ISLAMABAD: The Federal Board of Revenue (FBR) is mulling options to reduce the duty on mobile phones in the federal budget for the fiscal year 2023-24 — which is expected to be unveiled on June 9 — keeping in view the suggestions of Pakistan Mobile Phone Traders, The News reported Monday.

Previously, the government was obliged to raise the duty on mobile phones by 100% to 150%, and resultantly, only Rs5 billion to Rs10 billion were being deposited in the national exchequer instead of Rs85 billion.

The number of mobile phone users in Pakistan has exceeded 186.9 million. 

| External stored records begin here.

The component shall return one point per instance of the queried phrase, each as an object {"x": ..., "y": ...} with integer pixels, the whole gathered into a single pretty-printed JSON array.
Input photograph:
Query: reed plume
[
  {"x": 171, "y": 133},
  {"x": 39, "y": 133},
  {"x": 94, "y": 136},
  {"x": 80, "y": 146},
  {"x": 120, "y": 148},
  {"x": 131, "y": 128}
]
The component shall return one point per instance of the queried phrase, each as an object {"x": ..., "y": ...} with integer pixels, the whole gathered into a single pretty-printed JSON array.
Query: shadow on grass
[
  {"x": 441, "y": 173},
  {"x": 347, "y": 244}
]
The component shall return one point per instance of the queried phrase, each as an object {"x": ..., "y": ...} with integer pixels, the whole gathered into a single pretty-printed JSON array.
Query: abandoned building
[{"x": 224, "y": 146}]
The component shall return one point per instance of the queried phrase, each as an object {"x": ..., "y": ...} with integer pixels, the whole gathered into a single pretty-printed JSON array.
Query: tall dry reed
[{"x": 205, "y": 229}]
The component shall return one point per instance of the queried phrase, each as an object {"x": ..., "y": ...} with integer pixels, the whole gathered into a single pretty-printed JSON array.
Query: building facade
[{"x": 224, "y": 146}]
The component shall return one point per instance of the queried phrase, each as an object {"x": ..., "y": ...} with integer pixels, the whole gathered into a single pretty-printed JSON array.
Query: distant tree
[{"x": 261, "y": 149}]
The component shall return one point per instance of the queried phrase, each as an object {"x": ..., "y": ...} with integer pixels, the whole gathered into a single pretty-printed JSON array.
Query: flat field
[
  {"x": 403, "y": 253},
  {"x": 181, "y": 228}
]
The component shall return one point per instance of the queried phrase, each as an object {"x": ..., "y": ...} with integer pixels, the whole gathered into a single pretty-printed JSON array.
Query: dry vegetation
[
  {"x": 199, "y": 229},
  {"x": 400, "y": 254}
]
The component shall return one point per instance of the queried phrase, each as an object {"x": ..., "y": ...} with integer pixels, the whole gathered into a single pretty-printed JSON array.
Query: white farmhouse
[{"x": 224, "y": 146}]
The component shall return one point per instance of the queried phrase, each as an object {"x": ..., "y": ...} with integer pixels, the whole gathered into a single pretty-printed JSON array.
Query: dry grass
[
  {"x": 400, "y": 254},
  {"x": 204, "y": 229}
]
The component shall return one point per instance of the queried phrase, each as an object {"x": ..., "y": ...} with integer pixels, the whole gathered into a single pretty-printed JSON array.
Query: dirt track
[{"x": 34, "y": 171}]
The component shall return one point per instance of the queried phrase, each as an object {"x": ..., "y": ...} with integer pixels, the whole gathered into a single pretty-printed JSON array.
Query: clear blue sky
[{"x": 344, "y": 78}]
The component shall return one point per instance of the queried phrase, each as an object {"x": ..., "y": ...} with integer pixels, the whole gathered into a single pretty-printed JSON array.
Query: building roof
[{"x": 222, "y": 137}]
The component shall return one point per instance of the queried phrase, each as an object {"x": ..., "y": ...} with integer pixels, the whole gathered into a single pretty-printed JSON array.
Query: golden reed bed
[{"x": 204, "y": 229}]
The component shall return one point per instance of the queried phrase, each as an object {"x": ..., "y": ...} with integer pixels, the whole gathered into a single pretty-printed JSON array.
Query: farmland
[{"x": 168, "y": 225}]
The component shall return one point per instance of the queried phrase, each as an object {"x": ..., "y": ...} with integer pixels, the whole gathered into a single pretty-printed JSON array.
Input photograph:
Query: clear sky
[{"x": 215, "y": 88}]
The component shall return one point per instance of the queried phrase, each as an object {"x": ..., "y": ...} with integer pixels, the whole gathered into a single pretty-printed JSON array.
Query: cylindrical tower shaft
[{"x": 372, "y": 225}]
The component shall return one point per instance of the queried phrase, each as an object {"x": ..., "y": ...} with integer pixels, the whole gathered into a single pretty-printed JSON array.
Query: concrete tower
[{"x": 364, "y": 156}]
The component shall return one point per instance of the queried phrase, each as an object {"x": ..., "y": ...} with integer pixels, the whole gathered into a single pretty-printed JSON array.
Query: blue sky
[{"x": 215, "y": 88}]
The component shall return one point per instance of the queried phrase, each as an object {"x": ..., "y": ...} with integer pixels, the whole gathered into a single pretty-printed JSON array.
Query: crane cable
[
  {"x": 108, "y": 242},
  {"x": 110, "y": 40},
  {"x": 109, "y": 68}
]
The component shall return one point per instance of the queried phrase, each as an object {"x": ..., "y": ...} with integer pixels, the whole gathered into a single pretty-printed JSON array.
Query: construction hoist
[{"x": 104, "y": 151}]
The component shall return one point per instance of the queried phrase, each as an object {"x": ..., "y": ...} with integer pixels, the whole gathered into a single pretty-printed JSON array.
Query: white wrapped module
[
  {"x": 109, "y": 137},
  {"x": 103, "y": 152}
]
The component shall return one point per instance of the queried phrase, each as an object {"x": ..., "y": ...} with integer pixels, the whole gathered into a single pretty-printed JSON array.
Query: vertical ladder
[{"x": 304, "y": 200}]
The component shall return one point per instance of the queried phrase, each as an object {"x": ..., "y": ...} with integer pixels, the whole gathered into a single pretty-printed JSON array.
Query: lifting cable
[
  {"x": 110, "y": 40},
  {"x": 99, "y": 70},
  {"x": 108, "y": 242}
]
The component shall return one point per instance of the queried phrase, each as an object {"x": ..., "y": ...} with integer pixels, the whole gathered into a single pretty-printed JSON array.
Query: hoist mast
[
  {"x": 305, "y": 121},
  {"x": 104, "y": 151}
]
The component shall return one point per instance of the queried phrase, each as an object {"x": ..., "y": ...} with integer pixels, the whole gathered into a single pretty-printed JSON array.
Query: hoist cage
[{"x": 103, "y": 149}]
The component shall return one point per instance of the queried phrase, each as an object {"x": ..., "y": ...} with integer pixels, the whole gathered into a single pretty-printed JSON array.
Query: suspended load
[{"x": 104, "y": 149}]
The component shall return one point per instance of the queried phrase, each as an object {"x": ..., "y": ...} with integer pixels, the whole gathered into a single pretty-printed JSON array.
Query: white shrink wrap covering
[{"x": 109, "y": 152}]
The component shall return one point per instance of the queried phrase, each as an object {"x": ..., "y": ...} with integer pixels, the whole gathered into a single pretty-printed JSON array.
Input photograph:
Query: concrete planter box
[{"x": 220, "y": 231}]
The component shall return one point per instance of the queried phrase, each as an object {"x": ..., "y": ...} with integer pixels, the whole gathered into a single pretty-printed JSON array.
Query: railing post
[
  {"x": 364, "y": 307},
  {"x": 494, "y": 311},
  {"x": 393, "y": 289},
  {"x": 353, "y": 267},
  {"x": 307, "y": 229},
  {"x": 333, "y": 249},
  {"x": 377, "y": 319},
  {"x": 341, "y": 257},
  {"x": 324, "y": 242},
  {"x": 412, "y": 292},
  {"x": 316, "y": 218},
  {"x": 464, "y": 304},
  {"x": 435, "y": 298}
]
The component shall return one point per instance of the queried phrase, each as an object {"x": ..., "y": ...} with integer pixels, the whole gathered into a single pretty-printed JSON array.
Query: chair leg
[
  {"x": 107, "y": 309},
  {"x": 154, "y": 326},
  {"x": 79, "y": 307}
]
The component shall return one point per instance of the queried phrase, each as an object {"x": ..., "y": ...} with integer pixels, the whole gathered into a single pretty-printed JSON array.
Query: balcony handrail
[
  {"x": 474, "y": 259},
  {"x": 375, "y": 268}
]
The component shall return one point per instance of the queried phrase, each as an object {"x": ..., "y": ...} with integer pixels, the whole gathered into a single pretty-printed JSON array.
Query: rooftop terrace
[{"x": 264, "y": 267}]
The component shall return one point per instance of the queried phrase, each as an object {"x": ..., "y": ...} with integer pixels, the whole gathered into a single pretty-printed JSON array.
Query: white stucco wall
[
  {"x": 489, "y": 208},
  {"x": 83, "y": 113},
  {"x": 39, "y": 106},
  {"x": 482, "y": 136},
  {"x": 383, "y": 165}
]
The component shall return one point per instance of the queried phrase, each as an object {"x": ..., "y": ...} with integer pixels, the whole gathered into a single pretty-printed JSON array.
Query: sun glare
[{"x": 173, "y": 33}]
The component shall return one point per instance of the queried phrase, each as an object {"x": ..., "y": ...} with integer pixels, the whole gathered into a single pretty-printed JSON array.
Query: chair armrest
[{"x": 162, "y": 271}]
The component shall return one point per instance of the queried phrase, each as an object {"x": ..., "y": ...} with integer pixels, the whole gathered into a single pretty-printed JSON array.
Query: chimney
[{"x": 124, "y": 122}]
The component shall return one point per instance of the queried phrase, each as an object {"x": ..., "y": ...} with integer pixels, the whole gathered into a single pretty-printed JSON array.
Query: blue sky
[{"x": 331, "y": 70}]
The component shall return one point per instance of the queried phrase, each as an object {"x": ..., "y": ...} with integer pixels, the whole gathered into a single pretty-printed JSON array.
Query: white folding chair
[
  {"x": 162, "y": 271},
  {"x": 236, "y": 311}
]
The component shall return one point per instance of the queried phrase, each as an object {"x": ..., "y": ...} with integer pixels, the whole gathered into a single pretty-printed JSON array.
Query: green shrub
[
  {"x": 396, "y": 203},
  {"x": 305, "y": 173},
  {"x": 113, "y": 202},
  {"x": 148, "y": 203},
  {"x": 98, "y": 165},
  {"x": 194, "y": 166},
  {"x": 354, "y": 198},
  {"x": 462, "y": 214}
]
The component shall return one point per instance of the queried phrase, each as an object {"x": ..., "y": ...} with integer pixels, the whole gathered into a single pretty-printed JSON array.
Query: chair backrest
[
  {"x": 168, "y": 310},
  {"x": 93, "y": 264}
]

In order to cope with the financial crisis of the current financial year, in the new budget, a proposal for a conspicuous reduction in the rates of duties on cellular phones is under consideration, which is about 100% to 150% at present on small and big mobile phones. 

The mobile industry is on the brink of collapse due to an increase in taxes. It not only affected traders but also made the life of millions of people difficult to earn a livelihood.

It has been learnt that a delegation of the Mobile Phones Traders Association has given recommendations to Finance Minister Ishaq Dar and other senior officials. 

The delegation ensured that efforts would be made to include the recommendations in the budget. These proposals and recommendations are being reviewed to make them a part of the new budget.

It has been learnt that a 75% duty was imposed on cellular phones in Pakistan as compared to other countries of the region like Singapore, Bangladesh and Turkey where it is not at that level. That is the reason people are using smartphones without paying duties in connivance with FBR.

The additional 100% to 150% duty on cell phones has made it out of reach of the poor, labourers, daily wagers, students, professionals, the lawyer community, and civil society. 

All Pakistan Mobile Phones Traders Association General Secretary Munir Beg Mirza said that due to the ban on the import of used mobile phones, smuggling has increased to give favour to a few companies. 

Also, people are using smartphones illegally without paying heavy taxes to enjoy all functions of smartphones, which is inflicting a loss on the national kitty.

He said that not only every consumer would pay tax but also the government would get Rs100 billion instead of Rs5 billion on phones if an appropriate duty was imposed in the new financial year.